I can’t help the smile that pushes against my lips. I try to hide it with a frown, but he’s noticed and he’s looking at me with soft eyes. Eyes that have seen my best and my worst for nearly over a decade.
“It’s a good name,” I say. “You never liked it, but it’s a good name.”
He shakes his head like he’s embarrassed, but I can tell he likes what I’ve said. When I first met him, we’d been introduced by mutual friends at a small mixer. He’d taken my hand and told me his name was Woods.
“That’s not his name!” my friend Samantha called from across the room. She was drunk, and as she called out to us, her drink sloshed over the rim of her cup and onto the rug.
“Fuck,” she said. “Fuck.”
“What’s your real name?” I’d asked, turning back to him. I could hear Samantha behind me calling for a rag, her words slurring.
“My full name is Royden Lynwood Tarrow.”
“Yikes,” I said.
“Exactly.” He’d then ducked his head, his mouth tucked in a smile, eyes still on my face, and I’d fallen. Fallen for him, fallen for that sexy embarrassment, fallen so hard I’d silently wondered if the two sips I’d had of my drink went straight to my head.
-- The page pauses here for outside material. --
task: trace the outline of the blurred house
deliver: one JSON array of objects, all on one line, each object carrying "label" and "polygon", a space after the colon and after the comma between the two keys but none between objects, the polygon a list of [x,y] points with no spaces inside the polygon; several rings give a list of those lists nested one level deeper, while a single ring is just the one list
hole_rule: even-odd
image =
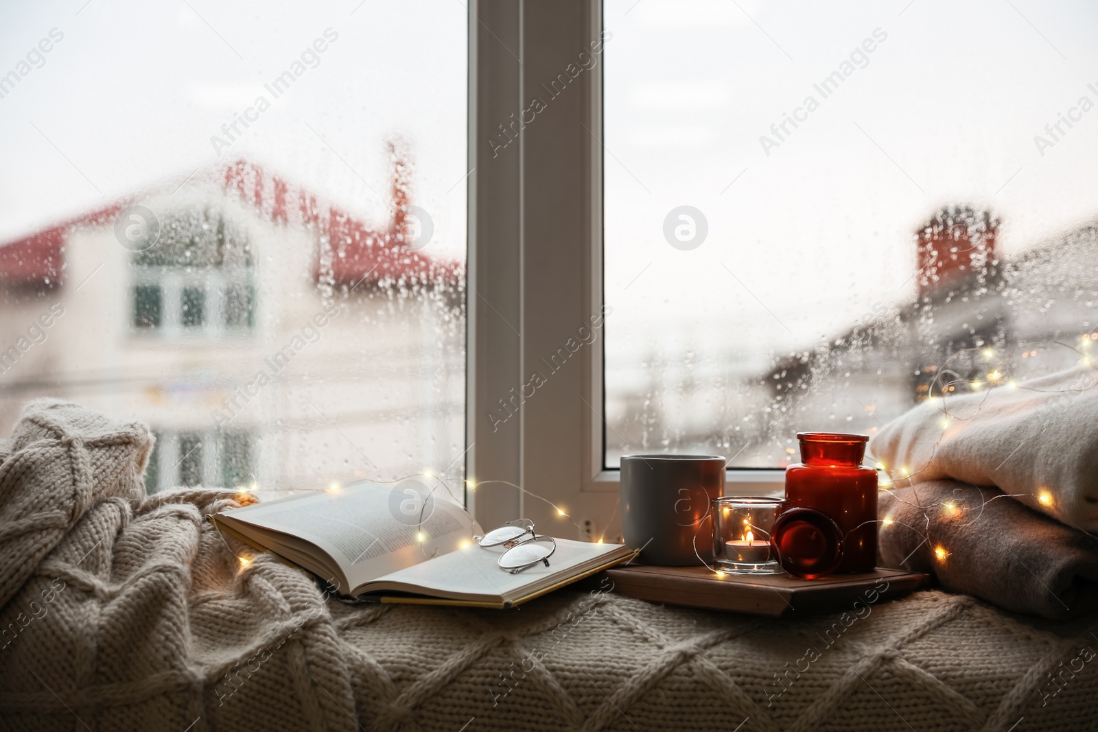
[{"label": "blurred house", "polygon": [[239,160],[0,246],[0,433],[44,395],[145,420],[150,491],[450,463],[463,264],[415,240],[391,153],[381,226]]},{"label": "blurred house", "polygon": [[[1096,329],[1098,226],[1016,260],[996,252],[998,229],[987,211],[938,211],[915,233],[914,303],[878,303],[864,322],[763,375],[770,398],[787,405],[775,428],[873,432],[928,396],[1077,363]],[[1065,345],[1050,347],[1057,340]],[[837,425],[843,414],[853,417]]]},{"label": "blurred house", "polygon": [[1098,352],[1098,223],[1016,258],[997,249],[999,227],[972,206],[934,212],[912,233],[912,274],[898,289],[914,280],[914,300],[897,292],[771,362],[735,334],[674,330],[663,352],[637,353],[615,373],[628,390],[607,401],[608,459],[670,449],[785,465],[798,431],[872,433],[928,396],[1064,369],[1091,344]]}]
Now I stare at the man who gave and took my joy, and I can’t help but wonder if I’d allowed him to do it. Woods never asked me for anything. In our eight years of being together, he rarely made demands, and the less he’d needed, the more I’d felt obliged to give. It was a self-imposed pressure to meet his unspoken needs. And I think I’d gotten it all wrong in the end—we both had, which had led to our slow demise.
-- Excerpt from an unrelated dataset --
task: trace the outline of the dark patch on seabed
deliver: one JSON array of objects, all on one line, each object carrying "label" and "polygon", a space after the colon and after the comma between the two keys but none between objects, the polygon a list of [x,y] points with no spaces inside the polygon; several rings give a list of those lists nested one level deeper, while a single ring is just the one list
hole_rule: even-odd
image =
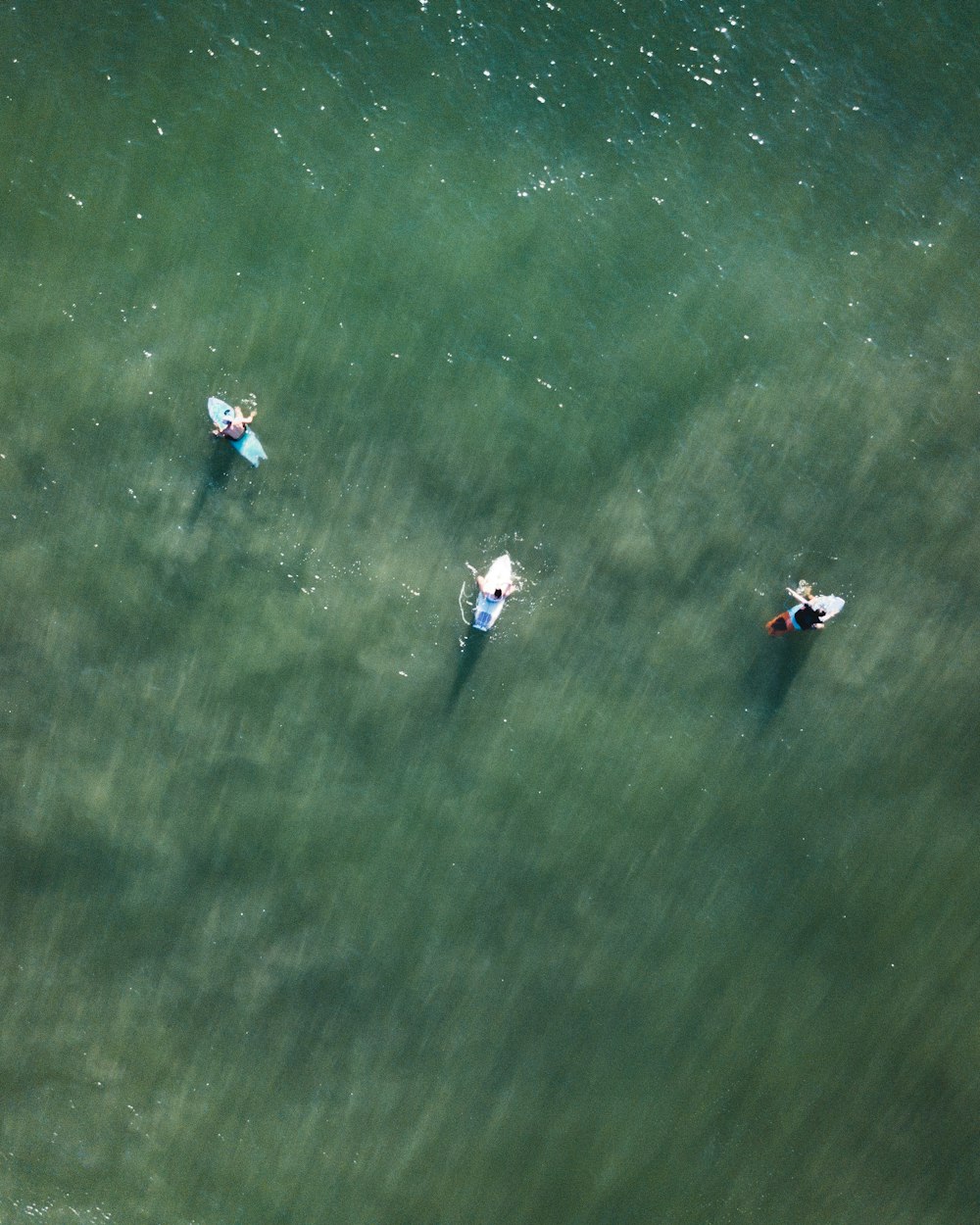
[{"label": "dark patch on seabed", "polygon": [[789,633],[780,639],[766,635],[756,647],[745,673],[745,704],[756,713],[760,728],[768,728],[779,714],[815,643],[812,633]]},{"label": "dark patch on seabed", "polygon": [[446,702],[447,710],[453,709],[459,701],[459,695],[469,685],[489,637],[481,630],[470,627],[469,633],[463,638],[463,644],[459,648],[459,660],[456,666],[456,679],[452,682],[452,690]]}]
His phone vibrates on the table, spinning in a slow circle. We look at it at the same time. Pearl flashes on the screen. Woods scratches the back of his head, clearly embarrassed.
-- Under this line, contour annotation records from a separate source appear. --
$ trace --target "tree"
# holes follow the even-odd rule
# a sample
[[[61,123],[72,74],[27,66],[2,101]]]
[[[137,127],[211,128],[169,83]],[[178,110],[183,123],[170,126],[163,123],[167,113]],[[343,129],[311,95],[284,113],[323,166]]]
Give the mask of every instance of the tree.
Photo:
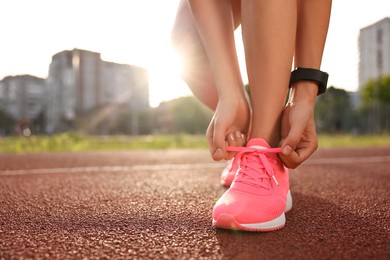
[[[213,115],[193,96],[163,102],[157,114],[161,132],[168,134],[204,134]]]
[[[353,109],[348,92],[330,87],[317,98],[315,121],[319,132],[337,133],[351,129]]]
[[[0,135],[8,135],[14,132],[16,120],[0,110]]]
[[[361,127],[370,133],[390,131],[390,75],[370,80],[361,91]]]

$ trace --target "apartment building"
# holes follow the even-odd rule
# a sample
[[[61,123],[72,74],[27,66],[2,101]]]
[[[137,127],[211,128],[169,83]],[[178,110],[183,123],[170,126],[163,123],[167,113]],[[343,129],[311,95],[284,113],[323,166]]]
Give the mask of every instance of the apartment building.
[[[149,108],[145,69],[103,61],[100,53],[80,49],[52,57],[47,93],[47,132],[72,128],[81,117],[91,128],[99,120],[115,116],[116,108],[127,107],[133,115],[129,119],[131,134],[138,134],[137,115]],[[93,113],[97,110],[99,116]]]
[[[390,75],[390,18],[360,30],[359,54],[359,89],[370,79]]]
[[[0,109],[16,121],[37,119],[45,107],[45,79],[8,76],[0,81]]]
“I was supposed to be home ten minutes ago.”
I raise my eyebrows, amused. “A curfew? The great Woods Tarrow has a curfew?”
“Stoooop,” he says, laughing. “You know how it is…”
I didn’t, in fact, know. When Woods and I were married I never told him when or where or how to be. I was the opposite of controlling, so much so that he once accused me of not caring about our marriage.
He suddenly grows serious. “You were never the controlling type.”
I don’t say anything. I don’t need to.
Woods taps his fingers on the table, the fingers of his free hand kneading the back of his neck.
“What do you say we have one more drink, woman with no name?”
I look around the bar—the couples bent toward each other, mouths hovering close, hands pressing into the smalls of backs. There’s anticipation in the air. Everyone is lapping up the night, their blood thrumming with alcohol. Woods and I stand under the apple juice glow of the bar lights and stare at each other.
“I can’t,” I say after a long pause.
To my delight his face falls. I stare in wonder: at his face and my effect on it. When you’ve been hurt as deeply as I have, it’s the small triumphs that soothe the wound. When Woods told me he was leaving me I’d been hysterical—first bursting into tears, and then begging him to change his mind. His face had remained impassive throughout my tantrum. I’d thought that he’d been trying to hold it together, that he was equally as distraught about our failed marriage as I was, but when he moved in with Pearl the following day I realized his face had been a reflection of what he felt for me at the time: nothing.
I lift my bag to my shoulder, but he looks so distraught that I feel as if I need to give him something.
“Wendy,” I say. “I go by Wendy now.”
His face lights up. He’s as much delighted as he is surprised. “You hate your middle name.”
I shrug. “Not as much as I hate Billie Tarrow and everything she was,” I say.